Di lain pihak, dua sosok JKW-JK justru menghadirkan penggambaran yang sangat berbeda. Kata-kata yang dipilih sederhana. Tidak menghadirkan interpretasi terlalu rumit bagi pemirsa. Tidak salah bila bahasa yang dipakai dalam hidup keseharian memang lebih mengena bagi kalangan rakyat kebanyakan (grassroots). Ini lah yang membuat saya sungguh jatuh hati. Sebenarnya, beberapa waktu lalu saya sendiri sempat kecewa dengan JKW. Beliau dihadirkan di Metro TV dalam acara temu capres. Saya menjumpai JKW yang “cenderung mutar-mutar” saat berbicara tentang pendidikan. Saya memang akhirnya menghibur diri, JKW memang “a guy speaking with data.” Ya, beliau adalah sosok yang sangat mantap saat berbicara tentang 13 sungai yang membelah kota Jakarta. Beliau juga sangat mahir dalam bernegosiasi. Kawasan kumuh yang tidak tersentuh selama beberapa generasi berhasil beliau “sulap” hanya dalam tempo kurang dari dua tahun. Berbagai terobosan pengentasan kemiskinan dan sapaan bagi mereka yang termarginalisasi bisa mengubah wajah Jakarta. Revolusi mental bukan hanya bualan kosong, tetapi sungguh telah mendarah-mendaging dalam diri JKW.

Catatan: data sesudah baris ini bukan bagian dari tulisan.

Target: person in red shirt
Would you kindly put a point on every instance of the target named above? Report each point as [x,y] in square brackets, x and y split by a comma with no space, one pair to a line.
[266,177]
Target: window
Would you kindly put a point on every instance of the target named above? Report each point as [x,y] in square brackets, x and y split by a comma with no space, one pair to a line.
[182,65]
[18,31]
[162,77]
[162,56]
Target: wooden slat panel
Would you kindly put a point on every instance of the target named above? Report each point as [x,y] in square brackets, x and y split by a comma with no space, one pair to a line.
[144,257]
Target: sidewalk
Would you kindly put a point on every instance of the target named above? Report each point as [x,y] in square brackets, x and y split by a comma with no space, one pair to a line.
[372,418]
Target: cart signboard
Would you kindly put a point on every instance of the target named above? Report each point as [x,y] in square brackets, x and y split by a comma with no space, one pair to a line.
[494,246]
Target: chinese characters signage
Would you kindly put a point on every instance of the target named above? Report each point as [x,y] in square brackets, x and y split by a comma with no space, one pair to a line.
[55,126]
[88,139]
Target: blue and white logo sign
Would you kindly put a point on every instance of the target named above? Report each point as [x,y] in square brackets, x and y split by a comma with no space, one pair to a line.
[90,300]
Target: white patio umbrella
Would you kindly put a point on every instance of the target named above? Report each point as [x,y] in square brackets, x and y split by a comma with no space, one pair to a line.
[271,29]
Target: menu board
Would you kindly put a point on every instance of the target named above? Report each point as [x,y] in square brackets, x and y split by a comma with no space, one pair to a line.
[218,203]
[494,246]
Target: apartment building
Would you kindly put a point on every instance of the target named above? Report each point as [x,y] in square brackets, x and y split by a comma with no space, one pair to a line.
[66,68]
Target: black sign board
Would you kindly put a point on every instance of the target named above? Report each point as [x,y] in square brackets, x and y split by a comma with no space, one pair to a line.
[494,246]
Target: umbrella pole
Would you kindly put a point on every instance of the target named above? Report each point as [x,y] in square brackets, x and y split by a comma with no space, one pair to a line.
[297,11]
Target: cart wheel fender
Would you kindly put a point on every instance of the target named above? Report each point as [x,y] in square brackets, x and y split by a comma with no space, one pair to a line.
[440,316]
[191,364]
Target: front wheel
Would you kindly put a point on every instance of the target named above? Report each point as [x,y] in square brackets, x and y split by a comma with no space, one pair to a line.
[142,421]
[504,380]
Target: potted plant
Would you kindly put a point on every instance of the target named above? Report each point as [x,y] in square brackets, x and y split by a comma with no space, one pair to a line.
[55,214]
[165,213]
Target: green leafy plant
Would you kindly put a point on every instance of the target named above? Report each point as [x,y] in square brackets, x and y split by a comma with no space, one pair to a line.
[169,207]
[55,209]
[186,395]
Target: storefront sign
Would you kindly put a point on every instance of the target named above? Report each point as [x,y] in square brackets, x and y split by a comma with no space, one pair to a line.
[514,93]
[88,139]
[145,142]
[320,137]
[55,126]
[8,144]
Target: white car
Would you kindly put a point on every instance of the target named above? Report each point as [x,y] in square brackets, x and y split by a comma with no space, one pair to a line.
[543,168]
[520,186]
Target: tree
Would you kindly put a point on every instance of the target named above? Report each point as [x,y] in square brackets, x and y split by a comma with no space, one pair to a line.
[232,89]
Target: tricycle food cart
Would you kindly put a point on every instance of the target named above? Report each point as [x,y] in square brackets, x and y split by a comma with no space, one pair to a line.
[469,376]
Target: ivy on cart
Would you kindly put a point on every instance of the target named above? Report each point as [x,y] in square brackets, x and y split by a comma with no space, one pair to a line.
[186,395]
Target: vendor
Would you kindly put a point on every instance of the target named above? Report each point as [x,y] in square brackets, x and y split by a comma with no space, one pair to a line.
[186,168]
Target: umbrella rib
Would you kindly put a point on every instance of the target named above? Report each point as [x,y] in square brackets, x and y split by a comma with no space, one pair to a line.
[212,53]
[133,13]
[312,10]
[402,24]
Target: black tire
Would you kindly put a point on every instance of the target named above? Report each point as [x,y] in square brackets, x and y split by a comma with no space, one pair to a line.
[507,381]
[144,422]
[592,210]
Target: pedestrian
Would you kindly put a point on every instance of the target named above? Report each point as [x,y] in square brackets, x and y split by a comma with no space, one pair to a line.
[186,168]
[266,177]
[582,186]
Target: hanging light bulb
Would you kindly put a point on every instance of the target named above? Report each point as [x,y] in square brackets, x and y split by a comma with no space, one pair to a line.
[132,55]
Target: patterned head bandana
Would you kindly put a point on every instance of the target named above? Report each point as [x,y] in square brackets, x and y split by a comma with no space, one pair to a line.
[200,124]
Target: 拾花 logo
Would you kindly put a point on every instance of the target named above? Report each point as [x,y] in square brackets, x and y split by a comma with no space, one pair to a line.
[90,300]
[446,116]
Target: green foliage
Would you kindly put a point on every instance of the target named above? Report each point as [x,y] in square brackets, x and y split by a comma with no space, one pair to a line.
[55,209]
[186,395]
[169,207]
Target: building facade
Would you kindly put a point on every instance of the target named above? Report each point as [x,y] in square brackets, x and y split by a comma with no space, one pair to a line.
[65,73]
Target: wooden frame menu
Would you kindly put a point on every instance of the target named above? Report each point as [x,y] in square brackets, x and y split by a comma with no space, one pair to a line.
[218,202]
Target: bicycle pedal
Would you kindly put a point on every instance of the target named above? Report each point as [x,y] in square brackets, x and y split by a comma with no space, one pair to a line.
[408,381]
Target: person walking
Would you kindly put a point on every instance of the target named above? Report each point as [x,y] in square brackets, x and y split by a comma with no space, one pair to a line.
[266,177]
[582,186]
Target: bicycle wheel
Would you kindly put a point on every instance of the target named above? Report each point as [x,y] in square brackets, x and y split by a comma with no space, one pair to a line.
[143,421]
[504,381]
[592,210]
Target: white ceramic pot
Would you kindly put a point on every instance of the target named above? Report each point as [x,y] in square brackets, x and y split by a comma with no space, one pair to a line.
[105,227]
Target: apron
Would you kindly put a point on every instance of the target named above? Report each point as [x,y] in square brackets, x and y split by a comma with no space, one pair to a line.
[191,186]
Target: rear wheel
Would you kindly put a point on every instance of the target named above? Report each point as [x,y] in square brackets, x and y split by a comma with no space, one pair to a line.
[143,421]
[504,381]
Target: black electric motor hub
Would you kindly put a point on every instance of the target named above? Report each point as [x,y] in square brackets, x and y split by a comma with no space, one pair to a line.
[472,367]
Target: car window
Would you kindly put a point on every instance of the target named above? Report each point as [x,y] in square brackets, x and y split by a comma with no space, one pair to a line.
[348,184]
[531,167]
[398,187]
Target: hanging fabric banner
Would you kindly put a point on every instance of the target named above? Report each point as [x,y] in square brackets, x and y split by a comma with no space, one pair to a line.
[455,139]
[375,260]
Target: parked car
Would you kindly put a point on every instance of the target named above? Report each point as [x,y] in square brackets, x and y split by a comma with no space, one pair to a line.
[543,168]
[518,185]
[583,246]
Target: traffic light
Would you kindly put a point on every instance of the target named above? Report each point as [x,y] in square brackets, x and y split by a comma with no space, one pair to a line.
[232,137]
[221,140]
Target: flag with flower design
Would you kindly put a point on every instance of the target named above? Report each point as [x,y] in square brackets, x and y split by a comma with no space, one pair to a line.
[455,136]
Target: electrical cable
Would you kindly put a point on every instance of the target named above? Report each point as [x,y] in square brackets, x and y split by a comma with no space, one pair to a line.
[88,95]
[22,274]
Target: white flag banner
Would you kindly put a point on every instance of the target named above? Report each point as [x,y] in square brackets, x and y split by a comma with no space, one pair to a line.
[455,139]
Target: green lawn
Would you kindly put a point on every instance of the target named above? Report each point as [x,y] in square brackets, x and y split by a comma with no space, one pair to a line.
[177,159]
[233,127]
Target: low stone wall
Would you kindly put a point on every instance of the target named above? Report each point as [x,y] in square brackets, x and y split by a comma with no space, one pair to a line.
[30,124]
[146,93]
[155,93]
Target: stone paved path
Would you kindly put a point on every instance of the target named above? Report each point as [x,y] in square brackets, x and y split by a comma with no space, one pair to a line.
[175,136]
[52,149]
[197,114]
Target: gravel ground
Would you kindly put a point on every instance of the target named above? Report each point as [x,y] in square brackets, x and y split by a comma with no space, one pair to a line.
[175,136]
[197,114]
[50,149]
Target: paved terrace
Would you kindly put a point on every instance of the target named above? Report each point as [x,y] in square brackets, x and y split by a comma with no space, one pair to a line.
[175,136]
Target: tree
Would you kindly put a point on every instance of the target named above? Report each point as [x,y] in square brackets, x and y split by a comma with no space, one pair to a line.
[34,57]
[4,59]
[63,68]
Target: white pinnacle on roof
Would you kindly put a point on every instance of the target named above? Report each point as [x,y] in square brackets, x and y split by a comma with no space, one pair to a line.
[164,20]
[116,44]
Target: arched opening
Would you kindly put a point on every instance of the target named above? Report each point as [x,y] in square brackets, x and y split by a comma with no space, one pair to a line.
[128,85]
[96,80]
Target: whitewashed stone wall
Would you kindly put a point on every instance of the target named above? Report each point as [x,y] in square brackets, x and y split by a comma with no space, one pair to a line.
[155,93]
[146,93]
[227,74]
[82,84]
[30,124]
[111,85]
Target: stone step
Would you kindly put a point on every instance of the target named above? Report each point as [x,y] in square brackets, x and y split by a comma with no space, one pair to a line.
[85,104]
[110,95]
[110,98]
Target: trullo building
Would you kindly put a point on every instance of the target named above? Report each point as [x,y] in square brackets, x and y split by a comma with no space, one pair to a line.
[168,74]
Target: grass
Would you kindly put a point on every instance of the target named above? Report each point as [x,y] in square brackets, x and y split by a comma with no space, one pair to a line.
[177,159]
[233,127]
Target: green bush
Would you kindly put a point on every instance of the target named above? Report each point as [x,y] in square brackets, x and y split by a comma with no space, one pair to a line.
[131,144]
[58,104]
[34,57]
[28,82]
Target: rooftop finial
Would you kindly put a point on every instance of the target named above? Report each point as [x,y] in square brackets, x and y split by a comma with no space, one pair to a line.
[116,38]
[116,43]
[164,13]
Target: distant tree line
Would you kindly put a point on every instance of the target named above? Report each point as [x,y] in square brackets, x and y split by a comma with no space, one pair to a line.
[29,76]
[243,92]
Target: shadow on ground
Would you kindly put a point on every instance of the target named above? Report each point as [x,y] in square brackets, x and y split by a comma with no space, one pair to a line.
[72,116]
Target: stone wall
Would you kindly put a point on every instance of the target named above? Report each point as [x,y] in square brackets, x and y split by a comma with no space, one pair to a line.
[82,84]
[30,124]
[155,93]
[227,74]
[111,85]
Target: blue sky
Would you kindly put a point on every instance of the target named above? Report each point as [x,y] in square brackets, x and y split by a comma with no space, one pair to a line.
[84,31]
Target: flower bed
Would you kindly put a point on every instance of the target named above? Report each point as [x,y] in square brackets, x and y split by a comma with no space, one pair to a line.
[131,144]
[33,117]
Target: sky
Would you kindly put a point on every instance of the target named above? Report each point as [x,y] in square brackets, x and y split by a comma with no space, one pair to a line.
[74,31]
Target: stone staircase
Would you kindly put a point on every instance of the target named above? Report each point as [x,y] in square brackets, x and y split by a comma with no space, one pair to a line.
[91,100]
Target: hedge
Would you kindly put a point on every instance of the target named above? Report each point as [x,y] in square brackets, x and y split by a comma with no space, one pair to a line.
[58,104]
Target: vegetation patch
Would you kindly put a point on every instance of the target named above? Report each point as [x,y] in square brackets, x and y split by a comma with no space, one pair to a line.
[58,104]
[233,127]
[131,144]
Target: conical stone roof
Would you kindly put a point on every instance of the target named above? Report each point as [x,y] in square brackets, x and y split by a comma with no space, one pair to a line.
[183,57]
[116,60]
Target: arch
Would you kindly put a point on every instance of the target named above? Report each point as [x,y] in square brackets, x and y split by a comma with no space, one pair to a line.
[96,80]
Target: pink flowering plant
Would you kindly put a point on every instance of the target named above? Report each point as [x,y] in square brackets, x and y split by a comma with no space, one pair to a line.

Berakhirnya era great leaders
Warren Bennis, seorang otoritas dalam leadership, mencatat berakhirnya era pemimpin besar yang mengeksploitasi retorika (kepandaian berpidato). Great leaders telah hilang ditelan jaman, karena sekarang masuk jaman accountability era. Era sekarang ini ditandai dengan semakin terbukanya informasi, di mana masyarakat tidak mau membiarkan diri dibodohi dengan klaim-klaim dan slogan-slogan normatif. Kepemimpinan recursive yang bercirikan integritas (satunya kata dan perbuatan) memiliki kekuatan menggerakkan. JKW lahir dan tumbuh besar dalam kemiskinan, dan kemudian tumbuh dalam kepemimpinan dengan cara merangkak dari bawah. Dalam istilah Zalesnik, JKW merupakan twice-born leader – sosok yang dilahirkan dua kali melalui berbagai kesulitan hidup. Beliau dibentuk, diperkuat, dan diperkaya, bahkan melalui berbagai black campaigns. Beliau adalah inspirasi bagi kita yang memperjuangkan kebenaran. Jelas, JKW-JK merupakan pilihan tak terbantahkan.